Sular Üstünde Gökler Altında kitabı 15.yy'da yaşayan başkahramanımız Kalender'in yaptığı denizaşırı yolculuklarını anlatıyor. Kalender çizim yeteneği hayli gelişmiş birisi. Haritalar çiziyor. Bu noktada, yazar başkahramanımızı kurgularken 16.yy'da tüm dünyaya ün salmış tarihimizin önemli kartografı olan Piri Reis'ten esinlenmiş diye düşündüm.
Kahramanımız Kalender, amansız bir aşka tutulmuş olmasının yanı sıra kendi kafasının içinde de yaşayan birisi. Aynı zamanda dünyaya ve ailesine karşı kendisini ispatlama çabası içerisinde.
Yolculuklardan birinde Ustinya'ya aşık olur. Ustinya'yı köle olarak hırsızlık parasıyla satın alır. Babasına satın alma parasını düşük söyler. Babasıyla bu süreçte arası açılır, nedeni babasının kızı gelin olarak istememesidir. Zaten daha sonra da kızı müneccimbaşına kaptırır. Artık hem sevdiği kızdan uzak, hem de kahramanımızın arası babasıyla kötüdür.
Kitaptaki en önemli mevzu ataya saygı göstermektir. Babası ona ne yaparsa yapsın, kırılmaz, saygısından ödün vermez. Bu bölümlerde anne babaya olan geçmişizde var olan saygı kültürünü net olarak görüyoruz. Yazar bu hususları eserde güzel işlemiş. Babası ile arasının açık olduğu dönemde bile genimizdeki o baba oğul ilişkisini görüyoruz. Babaya anneye layık evlat olmak, babasının oğlu olmak, annesinin gözü olmak gibi kelimeler bu kısımlar için ideal olarak kullanılabilir.

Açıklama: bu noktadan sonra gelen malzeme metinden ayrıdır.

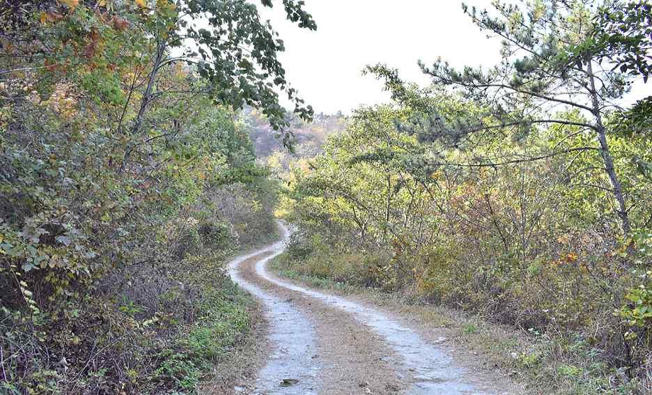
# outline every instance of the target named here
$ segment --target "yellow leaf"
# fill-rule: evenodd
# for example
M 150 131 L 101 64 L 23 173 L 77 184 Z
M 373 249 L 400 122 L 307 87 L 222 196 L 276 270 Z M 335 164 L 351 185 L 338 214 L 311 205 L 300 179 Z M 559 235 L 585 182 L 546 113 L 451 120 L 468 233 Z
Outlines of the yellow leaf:
M 59 2 L 65 4 L 73 10 L 79 5 L 79 0 L 59 0 Z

Diğer bir aile kültürü de yola çıkarken anadan, babadan helallik alma mevzusu. Bunun da örneğini görüyoruz. Yola çıkmadan Kalender babasından helallik alıyor ve yola çıkıyor. Günümüzde anne babaya, eşe, dedeye , büyük annelere, aile büyüklerine sıla-ı rahimin bittiği net bir şekilde görüyoruz. Yani ziyaret kültürü tamamen bitti. Millet bayram gelse de tatile gitsem kafasında. Kimse el öpeyim, büyüklerimi mutlu edeyim diye düşünmüyor. Halka daraldı. Şu an sadece anne babanın elini öpen çocuklar, hooop direk tatile gidiyor. Bu da şu demek; yakında son bir halka kaldı: Çekirdek aile. Bu kısmı okurken aklıma bu geldi. Kabristan ziyaretleri bitti. Sevgi sözcükleri azaldı. Büyükler de duruma ayak uydurur oldu vs. Durum kötü. Hayırlısı.

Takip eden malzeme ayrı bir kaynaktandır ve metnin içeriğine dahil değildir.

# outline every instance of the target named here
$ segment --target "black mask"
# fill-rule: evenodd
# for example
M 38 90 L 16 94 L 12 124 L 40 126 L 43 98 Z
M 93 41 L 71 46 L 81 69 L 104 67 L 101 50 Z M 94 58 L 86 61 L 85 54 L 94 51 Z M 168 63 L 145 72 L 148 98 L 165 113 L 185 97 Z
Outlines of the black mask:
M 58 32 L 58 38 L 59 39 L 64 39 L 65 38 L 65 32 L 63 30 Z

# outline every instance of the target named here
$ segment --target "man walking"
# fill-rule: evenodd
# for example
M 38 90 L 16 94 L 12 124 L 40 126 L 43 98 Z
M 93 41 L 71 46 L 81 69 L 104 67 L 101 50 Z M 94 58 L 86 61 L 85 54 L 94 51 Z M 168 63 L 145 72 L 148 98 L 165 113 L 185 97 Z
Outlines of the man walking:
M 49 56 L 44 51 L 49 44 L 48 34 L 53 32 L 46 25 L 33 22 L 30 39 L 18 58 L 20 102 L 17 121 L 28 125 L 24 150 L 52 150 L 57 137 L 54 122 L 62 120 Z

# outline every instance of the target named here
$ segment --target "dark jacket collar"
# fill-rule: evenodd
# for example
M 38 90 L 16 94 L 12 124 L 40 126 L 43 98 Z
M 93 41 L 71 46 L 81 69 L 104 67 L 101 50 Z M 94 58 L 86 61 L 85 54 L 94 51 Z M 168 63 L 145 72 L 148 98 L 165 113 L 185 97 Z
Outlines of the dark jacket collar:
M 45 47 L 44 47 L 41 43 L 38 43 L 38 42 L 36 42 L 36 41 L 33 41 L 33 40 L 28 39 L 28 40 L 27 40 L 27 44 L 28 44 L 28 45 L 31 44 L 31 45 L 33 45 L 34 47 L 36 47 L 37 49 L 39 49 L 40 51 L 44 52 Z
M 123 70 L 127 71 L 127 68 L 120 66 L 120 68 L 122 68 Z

Kitabın ilerleyen sayfalarında tarihi bir karakter ekleniyor: Kristof Kolomb. Kalender'e yol arkadaşıoluyor. İntikam hırsı, aşkını arama hırsı tabii gittikçe kor alev haline dönüşüyor. Yolculukta Kalender'in karşısına bir çok engel çıkıyor.Kafasında, vicdanında kendisini yumuşatma anahtarı ise babası oluyor. Hep onu anar, ona kavuşma arzusu, her şeyin kapısını açacaktır diye kendini avutur. Bu kısımlar fazla abartı geldi. Benim mantık terazimde sallantı yarattı.
Kolomb bilindiği üzere, 1451- 1506 arasında yaşamıştır. Kitapta bulmaya çalıştığı yer Doğu Hint Adaları. Yani bu mevzu da gerçek.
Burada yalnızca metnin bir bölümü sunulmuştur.